If Trump pardons his inner circle and the power isn’t reformed afterward, a future president is destined to be influenced by that precedent. Granted, he won’t be eager to associate himself with Trump’s behavior, but the fact remains that the Overton window will have been moved (the whole point of Trump’s presidency!) and a politician who’s in trouble and under pressure will be tempted to avail himself of it. In an extreme case, a president might try to pardon himself. Either way, to an unscrupulous wielder the power becomes a de facto license to break the law with impunity. To prevent that, the country would have to rewrite the pardon power.

Might not be easy, though. Would an amendment place procedural or substantive limits on the power? Substantive limits would involve specifying whom the president can’t pardon — family members, say, plus anyone who worked for him in a political or private context. But then you’d have to define how close those relationships need to be to trigger exemption (or else trust the courts to do it for you). What if someone didn’t work directly for the president but merely at the same organization? What if they were very low-ranking and didn’t have some close personal or working relationship with him? What about political donors? Surely they’d be blocked from being pardoned. But how much money would they need to have donated to trigger that block? Does any amount do it or only Sheldon-Adelson-type money? What if the donor has contributed only to a Super PAC that supports the president rather than the president’s campaign?

The way out here might be to ignore the substantive limits and stick with procedural ones instead. Short and sweet: All future pardons are subject to the advice and consent of the Senate. But that’s not foolproof either. If the whole problem is that rank-and-file partisans are so blindly loyal to their leaders that they’d otherwise be willing to let the president pardon any crony he likes, even himself, then requiring the approval of a Senate majority isn’t demanding much if that majority comes from his own party. How confident are you that the new GOP Senate majority next year would torpedo a pardon for Don Jr, knowing how the GOP base would be clamoring for it to happen? By the same token, imagine if the Senate majority were composed of members of the opposite party. In that case, pardons for deserving recipients might conceivably be blocked just because the recipient is a member of the other team.

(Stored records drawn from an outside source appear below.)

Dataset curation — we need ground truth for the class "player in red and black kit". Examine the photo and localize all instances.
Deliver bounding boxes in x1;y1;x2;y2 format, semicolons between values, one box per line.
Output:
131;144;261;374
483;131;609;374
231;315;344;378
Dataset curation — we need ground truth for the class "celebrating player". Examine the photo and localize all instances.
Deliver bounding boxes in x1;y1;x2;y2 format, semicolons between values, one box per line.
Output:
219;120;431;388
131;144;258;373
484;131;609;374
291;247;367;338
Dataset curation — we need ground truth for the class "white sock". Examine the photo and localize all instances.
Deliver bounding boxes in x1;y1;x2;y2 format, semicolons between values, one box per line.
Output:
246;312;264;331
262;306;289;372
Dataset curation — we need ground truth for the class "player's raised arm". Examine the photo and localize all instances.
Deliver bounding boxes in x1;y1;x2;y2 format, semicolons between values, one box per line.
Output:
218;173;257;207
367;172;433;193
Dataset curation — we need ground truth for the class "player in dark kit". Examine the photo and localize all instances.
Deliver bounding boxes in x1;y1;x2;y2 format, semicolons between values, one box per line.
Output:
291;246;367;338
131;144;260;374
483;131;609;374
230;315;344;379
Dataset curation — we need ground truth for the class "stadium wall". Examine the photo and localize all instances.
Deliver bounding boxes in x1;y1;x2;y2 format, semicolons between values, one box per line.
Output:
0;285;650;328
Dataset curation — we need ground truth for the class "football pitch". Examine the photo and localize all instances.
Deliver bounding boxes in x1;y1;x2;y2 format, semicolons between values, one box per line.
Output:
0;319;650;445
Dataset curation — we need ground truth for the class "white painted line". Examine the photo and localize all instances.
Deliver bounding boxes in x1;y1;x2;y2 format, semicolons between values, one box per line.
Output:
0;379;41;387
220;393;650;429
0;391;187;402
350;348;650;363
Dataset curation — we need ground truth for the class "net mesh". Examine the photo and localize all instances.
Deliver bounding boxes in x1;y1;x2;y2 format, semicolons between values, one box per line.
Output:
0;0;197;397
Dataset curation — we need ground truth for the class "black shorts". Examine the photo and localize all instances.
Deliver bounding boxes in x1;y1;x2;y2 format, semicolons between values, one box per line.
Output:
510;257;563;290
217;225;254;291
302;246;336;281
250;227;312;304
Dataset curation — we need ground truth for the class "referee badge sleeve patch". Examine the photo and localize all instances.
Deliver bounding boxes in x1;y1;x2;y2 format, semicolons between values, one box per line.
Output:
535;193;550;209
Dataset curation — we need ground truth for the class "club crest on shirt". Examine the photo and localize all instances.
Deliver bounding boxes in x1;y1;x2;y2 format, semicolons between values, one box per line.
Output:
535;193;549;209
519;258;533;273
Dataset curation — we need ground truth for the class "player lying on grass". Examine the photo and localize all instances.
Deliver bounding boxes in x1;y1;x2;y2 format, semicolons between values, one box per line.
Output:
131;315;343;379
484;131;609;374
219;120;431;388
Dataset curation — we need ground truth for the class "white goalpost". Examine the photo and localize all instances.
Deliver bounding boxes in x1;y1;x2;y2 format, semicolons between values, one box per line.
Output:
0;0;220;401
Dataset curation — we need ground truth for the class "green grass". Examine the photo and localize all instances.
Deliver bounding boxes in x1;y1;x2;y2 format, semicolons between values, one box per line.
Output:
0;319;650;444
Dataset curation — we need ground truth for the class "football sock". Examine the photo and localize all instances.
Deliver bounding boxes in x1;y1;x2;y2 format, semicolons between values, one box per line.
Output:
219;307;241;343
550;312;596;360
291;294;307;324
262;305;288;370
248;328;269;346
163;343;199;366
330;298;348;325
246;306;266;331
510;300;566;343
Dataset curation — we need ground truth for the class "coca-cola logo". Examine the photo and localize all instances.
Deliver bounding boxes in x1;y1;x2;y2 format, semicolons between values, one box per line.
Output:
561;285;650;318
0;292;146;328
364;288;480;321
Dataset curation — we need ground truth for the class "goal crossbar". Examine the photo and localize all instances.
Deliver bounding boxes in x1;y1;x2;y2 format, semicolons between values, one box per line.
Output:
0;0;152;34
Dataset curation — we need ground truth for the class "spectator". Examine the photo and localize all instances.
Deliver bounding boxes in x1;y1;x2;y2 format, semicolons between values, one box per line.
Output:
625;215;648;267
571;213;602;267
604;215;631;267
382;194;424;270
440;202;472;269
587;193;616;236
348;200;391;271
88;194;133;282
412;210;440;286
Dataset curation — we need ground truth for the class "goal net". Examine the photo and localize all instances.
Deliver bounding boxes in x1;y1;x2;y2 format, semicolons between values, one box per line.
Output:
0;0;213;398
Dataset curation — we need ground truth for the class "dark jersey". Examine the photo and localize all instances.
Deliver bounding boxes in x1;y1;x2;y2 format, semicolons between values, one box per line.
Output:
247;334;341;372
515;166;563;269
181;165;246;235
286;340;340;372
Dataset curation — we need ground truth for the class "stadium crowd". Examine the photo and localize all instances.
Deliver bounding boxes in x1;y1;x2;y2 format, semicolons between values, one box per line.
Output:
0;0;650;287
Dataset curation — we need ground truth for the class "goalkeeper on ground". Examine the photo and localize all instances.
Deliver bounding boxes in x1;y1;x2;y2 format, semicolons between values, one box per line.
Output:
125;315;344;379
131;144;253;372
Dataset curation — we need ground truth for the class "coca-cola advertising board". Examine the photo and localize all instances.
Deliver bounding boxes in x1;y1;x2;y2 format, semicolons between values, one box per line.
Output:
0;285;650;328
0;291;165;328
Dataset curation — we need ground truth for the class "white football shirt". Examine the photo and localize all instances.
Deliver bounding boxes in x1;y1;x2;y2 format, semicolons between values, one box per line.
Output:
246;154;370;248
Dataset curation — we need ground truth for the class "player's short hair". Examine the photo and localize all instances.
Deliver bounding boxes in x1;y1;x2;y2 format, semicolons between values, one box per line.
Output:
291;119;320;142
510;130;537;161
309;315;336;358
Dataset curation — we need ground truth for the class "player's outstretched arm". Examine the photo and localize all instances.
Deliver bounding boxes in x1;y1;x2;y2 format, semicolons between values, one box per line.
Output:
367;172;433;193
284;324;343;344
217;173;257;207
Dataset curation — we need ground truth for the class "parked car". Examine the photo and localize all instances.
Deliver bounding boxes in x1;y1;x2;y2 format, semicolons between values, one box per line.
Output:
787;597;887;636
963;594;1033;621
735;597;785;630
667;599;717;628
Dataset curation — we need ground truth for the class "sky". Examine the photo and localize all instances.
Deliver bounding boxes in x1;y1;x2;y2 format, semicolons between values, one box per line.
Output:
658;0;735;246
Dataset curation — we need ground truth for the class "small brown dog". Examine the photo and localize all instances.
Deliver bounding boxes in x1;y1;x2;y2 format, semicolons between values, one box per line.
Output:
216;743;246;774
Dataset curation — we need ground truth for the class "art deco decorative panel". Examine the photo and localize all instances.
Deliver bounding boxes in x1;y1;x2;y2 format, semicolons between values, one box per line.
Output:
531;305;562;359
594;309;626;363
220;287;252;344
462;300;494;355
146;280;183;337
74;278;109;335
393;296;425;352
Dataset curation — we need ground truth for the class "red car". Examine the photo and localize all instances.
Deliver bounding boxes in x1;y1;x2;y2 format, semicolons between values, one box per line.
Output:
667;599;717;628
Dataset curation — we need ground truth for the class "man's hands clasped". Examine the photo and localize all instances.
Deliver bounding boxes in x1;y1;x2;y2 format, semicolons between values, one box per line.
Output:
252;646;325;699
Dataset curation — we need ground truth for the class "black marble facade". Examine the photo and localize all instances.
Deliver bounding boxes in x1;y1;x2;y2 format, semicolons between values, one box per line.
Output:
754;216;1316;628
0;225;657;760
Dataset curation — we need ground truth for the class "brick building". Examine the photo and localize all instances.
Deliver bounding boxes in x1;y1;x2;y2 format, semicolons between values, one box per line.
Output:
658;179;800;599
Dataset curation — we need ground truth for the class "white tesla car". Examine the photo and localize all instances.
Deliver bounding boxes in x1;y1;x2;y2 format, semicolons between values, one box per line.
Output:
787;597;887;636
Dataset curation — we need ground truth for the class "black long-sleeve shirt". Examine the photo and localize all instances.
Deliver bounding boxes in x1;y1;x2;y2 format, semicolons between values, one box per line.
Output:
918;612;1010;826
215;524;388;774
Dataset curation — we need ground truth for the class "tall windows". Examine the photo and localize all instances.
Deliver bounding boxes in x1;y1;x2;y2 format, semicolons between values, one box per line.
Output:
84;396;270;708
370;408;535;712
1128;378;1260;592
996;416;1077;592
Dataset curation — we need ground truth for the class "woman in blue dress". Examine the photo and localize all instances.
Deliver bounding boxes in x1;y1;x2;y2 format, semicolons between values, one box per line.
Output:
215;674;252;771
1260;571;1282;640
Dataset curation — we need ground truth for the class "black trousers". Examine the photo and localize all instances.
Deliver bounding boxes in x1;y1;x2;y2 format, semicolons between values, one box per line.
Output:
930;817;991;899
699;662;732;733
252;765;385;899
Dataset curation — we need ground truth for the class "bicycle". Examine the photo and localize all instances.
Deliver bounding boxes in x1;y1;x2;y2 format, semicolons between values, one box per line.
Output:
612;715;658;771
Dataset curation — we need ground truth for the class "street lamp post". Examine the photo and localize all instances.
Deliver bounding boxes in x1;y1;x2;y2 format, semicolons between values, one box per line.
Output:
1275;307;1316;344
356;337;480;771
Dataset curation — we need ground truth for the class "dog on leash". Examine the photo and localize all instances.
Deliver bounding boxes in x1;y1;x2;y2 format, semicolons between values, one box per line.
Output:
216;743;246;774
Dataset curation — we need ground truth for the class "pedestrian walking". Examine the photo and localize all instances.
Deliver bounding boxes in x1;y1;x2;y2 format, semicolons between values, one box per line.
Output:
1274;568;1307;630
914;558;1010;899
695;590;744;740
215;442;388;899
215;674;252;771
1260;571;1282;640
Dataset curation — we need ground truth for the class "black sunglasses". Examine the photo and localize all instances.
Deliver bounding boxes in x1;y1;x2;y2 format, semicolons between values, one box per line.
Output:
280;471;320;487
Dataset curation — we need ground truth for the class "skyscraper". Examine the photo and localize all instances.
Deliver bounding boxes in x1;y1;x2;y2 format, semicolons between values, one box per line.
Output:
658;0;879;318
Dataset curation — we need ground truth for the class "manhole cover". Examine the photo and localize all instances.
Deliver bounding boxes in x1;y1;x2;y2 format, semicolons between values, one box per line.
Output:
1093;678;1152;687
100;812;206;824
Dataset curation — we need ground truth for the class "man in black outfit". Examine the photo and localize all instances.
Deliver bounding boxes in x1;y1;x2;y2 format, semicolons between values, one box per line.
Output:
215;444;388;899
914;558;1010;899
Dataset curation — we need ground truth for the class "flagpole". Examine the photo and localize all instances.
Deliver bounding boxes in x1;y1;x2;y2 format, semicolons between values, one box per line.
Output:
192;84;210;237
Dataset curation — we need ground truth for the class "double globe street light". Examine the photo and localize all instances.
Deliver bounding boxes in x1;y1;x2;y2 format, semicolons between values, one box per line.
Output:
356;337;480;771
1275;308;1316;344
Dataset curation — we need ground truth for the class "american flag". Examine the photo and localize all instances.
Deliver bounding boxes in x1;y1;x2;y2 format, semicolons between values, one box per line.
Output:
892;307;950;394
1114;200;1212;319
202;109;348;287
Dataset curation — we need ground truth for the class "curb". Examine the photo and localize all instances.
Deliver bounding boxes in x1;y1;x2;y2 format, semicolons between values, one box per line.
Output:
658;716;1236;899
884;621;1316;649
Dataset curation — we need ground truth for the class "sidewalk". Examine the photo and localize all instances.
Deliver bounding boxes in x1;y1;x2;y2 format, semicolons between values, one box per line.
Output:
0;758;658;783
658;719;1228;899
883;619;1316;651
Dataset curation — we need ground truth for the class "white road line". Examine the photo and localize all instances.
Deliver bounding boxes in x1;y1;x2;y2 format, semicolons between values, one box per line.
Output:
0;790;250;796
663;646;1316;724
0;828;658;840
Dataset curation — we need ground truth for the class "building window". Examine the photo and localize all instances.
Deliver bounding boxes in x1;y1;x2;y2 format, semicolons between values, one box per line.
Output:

I don’t think there’ll be any momentum to amend the pardon power unless Trump does something really nutty with it, like pardoning himself or pardoning the entire cast of characters from Russiagate rather than just Don Jr, say. Because the process of ratification takes so long, it would probably run out of steam as people’s memories of Trump faded. Republicans might oppose it on principle, because they believe in strong executive power, or out of expedience, because supporting an amendment would be tantamount to admitting that Trump had abused the power. Anyway, this debate is probably coming next year.